Per fortuna la libreria era abbastanza vicina e raggiungibile a piedi. Mi affrettai fino a girare l'ultimo angolo della strada che mi avrebbe finalmente portato all'entrata.
- Tu!
Mi voltai di scatto.
Alle mie spalle, intravidi una donna che sembrava indicarmi. Mi avvicinai con cautela. Ero sicura di non aver visto nessuno nei paraggi, neanche un'anima. Possibile che si sia materializzata all'improvviso?

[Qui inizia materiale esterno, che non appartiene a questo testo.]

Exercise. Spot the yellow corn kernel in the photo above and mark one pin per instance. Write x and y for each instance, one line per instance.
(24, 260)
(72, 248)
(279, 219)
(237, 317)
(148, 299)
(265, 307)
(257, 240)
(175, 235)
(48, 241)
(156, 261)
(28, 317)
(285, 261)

Lungo il collo le pendeva una specie di talismano blu elettrico a spirale. Portava un enorme mantello di lana nera che le copriva anche il capo, dal quale invece sbucavano i capelli lunghi e scoloriti dal tempo. Aveva il volto consumato e pieno di cicatrici, motivo per cui sembrava anziana, ma i suoi occhi color nocciola avevano un non so che di giovane, erano accesi, chiari, come se brillassero di luce ed energia propria in procinto di esplodere e divulgarsi all'esterno.
Il vento disumano non mi permetteva di stare in equilibrio mentre lei sembrava inspiegabilmente inerme, era quasi immobile, l'aria le spostava i capelli e il mantello in maniera del tutto irregolare e innaturale.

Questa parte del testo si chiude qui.